The three parts in the DAC34xx range accept a 1.25Gsample/s input. This input signal is then de interleaved by two or four, depending upon which device is used. The resulting two or four data streams then pass along independent paths. Feulner said: "Fewer input channels means there will be fewer input capacitors and that will reduce board design complexity. This is particularly important in multichip systems."

The devices also feature a block of two or four interpolators, programmable to x2, x4, x8 and x16. "Interpolation is useful if the application doesn't require high data speed," Feulner claimed. "By running at a slower rate, interfacing with fpgas and asics becomes less complex."

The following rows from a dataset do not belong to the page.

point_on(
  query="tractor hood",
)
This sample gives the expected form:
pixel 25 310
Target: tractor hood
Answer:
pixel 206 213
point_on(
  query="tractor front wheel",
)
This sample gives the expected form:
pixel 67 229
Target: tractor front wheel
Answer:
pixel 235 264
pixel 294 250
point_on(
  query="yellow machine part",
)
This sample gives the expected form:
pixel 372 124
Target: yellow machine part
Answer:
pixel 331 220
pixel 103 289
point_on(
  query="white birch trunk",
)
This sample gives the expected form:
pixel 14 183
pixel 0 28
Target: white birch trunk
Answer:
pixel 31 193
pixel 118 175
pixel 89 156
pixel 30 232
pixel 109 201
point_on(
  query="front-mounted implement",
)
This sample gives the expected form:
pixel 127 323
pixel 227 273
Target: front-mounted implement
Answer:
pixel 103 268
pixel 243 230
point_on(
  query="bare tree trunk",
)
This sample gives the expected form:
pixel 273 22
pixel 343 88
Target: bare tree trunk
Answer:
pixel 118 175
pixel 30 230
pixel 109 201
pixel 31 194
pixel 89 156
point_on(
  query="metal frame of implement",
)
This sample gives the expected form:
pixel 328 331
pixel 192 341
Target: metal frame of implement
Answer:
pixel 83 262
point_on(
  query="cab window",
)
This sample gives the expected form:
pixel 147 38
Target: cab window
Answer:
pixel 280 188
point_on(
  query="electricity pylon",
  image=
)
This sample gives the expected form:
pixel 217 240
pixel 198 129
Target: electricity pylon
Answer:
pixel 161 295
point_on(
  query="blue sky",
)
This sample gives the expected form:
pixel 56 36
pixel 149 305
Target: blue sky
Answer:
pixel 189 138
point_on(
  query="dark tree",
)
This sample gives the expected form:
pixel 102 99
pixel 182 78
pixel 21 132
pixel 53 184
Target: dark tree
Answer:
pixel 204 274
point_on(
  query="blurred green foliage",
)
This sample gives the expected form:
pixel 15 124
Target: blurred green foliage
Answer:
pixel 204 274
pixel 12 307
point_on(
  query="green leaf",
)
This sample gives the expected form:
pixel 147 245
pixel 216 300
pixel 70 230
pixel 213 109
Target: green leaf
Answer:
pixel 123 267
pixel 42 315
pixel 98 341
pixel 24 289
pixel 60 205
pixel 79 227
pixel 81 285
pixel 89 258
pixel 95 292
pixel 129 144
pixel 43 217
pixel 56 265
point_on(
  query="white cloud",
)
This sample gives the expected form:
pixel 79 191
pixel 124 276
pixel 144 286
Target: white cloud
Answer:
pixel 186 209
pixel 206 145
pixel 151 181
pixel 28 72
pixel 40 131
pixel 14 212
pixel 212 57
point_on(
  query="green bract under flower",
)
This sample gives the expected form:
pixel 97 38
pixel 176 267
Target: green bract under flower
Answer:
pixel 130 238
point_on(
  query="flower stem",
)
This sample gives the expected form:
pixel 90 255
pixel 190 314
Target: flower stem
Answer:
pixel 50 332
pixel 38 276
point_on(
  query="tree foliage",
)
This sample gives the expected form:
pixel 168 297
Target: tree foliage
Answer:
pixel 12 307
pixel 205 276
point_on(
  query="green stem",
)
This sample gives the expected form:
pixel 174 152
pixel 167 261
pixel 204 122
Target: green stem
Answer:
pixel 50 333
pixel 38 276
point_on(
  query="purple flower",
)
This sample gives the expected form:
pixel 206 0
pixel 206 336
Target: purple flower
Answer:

These precede one or two mixers, which work alongside 1.25G 32bit numerically controlled oscillators (nco). "Designers looking to implement multichip systems, to support beam forming, for example," Feulner added, "need to include tight synchronisation. We've made sure this can be done easily by integrating two 32bit ncos on chip to create an intermediate frequency. And both ncos can be adjusted independently."

A further block allows gain, phase and offset to be adjusted between channels. "It's important," Feulner believed, "because if there is offset between channels going into quadrature, that affects the system's level of performance. So it must be possible to compensate for these differences."
Gain, phase and offset correction also allows for carrier feed through to be eliminated and unwanted sidebands to be reduced. "If you then apply group delay calibration," he continued, "you can suppress the unwanted sidebands to the noise floor."

The final block in the device is the d/a conversion itself, which can be driven by an independent clock. This can be external to the part or stepped up from an internal clock using an x32 low jitter pll.

TI has also designed the part with digital predistortion in mind. "To do that," Feulner continued, "we have to be able to measure non linear products up to the fifth order. So, if you need 40MHz, you have to sample to 200MHz to capture them. Similarly, if you need 100MHz, then you have to sample to 500MHz at the power amp's output. That's where devices such as the DAC3484 come in."

Three devices are currently announced. Alongside the DAC3484 are the four channel DAC34H84, which has a wider input bus, or the two channel DAC3482. In order to meet board space requirements, two of the devices – the DAC3482 and 3484 – are being supplied in a multirow qfn (see fig 2). The DAC34H84 comes in a 12 x 12mm 196ball bga.